Par skype entre Liège et Beyrouth, je lis à Maya ce que Michel m’a dicté. Pour sentir cette «  fraternité mondiale » dont il parle, c’est important de garder une trace de ce que vivent les personnes les plus pauvres de partout dans le monde, ce qu’elles vivent de dur avec la crise et aussi comment elles inventent, créent des choses nouvelles pour se soutenir les unes les autres. Je me réfère à la lettre de la Délégation générale d’ATD Quart Monde qui nous incite à s’assurer « que personne ne reste dans l’isolement », « que l’expérience de résistance des plus pauvres circule partout et que cela nous engage à créer du neuf avec eux. »

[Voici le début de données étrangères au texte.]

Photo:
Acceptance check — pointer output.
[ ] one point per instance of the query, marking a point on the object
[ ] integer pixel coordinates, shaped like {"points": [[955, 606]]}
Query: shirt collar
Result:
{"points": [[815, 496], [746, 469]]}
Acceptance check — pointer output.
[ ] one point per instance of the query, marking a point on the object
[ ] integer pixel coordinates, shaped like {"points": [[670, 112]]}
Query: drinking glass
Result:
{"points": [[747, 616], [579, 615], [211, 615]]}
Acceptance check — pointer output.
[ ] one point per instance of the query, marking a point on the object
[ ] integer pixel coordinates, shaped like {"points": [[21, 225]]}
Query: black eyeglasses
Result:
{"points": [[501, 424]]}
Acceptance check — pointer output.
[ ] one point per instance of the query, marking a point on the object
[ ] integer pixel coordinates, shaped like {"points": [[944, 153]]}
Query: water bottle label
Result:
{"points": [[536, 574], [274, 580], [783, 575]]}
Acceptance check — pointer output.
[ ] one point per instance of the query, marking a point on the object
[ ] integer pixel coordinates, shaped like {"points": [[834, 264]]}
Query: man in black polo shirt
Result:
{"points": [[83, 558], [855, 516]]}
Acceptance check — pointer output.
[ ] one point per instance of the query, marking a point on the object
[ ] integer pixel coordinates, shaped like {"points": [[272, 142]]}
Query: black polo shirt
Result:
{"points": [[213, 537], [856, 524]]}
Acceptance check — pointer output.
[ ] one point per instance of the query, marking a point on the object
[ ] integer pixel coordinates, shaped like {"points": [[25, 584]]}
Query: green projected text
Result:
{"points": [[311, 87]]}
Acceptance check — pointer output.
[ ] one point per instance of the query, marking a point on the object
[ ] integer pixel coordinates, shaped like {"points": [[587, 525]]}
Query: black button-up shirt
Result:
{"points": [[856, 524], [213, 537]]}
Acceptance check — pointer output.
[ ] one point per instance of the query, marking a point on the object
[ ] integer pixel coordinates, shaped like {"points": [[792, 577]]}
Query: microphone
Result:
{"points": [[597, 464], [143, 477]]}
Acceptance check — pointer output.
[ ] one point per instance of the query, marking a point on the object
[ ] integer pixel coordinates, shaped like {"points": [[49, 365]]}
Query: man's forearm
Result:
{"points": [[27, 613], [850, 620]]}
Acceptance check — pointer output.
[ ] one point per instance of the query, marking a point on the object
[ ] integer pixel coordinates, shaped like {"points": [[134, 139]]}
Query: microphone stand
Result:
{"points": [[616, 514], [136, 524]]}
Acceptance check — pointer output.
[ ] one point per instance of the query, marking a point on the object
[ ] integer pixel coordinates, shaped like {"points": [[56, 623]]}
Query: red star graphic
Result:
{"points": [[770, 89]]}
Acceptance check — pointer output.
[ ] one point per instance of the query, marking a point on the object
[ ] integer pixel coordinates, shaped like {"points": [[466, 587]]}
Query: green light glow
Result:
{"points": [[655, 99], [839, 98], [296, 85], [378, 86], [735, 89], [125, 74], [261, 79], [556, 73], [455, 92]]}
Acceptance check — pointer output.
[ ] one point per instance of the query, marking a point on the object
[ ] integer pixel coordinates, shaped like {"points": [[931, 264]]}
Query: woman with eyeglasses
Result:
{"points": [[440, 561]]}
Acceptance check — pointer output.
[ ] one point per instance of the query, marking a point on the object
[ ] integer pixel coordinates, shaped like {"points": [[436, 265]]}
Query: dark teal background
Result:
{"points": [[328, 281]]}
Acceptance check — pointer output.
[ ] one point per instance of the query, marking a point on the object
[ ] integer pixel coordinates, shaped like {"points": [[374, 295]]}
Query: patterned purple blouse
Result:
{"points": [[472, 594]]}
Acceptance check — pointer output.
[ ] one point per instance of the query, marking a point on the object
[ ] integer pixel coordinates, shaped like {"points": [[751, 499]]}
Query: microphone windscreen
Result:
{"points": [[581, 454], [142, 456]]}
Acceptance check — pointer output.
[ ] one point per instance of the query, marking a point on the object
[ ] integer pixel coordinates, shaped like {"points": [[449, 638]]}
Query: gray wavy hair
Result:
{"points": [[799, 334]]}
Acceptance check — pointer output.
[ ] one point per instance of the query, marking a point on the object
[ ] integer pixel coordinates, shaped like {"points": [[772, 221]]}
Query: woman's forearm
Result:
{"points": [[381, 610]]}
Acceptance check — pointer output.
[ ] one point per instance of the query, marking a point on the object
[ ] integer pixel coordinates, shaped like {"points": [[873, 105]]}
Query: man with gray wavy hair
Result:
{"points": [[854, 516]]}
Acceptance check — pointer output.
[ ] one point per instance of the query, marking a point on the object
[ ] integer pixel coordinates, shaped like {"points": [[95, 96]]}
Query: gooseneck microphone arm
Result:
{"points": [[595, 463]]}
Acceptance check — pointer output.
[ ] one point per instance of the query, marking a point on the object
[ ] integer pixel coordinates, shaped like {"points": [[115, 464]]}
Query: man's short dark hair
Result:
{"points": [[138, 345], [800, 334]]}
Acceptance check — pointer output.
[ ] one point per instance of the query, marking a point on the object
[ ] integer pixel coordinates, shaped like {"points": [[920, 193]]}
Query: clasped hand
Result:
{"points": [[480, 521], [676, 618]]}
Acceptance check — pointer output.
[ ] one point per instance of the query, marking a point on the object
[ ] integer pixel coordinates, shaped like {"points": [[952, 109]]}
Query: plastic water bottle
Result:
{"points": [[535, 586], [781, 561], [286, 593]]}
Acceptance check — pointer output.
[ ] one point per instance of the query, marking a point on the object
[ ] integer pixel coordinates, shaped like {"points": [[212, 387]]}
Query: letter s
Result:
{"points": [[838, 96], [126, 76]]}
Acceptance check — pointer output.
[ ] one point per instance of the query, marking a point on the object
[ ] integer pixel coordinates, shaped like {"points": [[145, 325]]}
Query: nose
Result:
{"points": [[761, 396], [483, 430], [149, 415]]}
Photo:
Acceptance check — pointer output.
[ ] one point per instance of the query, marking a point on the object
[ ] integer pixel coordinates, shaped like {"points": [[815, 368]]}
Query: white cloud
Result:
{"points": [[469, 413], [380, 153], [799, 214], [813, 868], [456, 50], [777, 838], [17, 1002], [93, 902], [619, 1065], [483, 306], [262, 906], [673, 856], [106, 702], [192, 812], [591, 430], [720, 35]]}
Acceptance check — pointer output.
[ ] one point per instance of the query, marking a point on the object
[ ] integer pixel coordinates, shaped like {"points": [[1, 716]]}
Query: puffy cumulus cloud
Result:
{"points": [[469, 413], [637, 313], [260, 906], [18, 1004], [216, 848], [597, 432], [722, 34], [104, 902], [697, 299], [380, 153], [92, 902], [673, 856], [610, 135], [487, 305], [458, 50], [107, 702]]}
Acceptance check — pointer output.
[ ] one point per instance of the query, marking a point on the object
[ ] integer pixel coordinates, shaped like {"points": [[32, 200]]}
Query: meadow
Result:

  • Maya et les parents du quartier de Beitouna nous inspirent quand, avec des jeunes, ils créent un groupe sur whatsApp pour se donner des nouvelles. Quand Abir, une maman, va rendre visite à une famille plus isolée pour prendre de ses nouvelles et lui permettre de parler aux autres avec son téléphone.

Maya me demande des nouvelles de Camille, qui vit à Bruxelles et qu’elle a rencontré à un regroupement l’été dernier au centre international d’ATD Quart Monde, près de Paris. Justement, Camille vient de m’envoyer un message vidéo réalisé par un jeune couple pour qui la vie n’est pas facile, surtout confinés dans leur tout petit logement avec leur enfant. Ils ont pourtant trouvé l’énergie pour se filmer et encourager d’autres dans les quartiers à préparer les questions de la prochaine Université populaire Quart Monde sur le thème de la solidarité. Et cela inspire Maya!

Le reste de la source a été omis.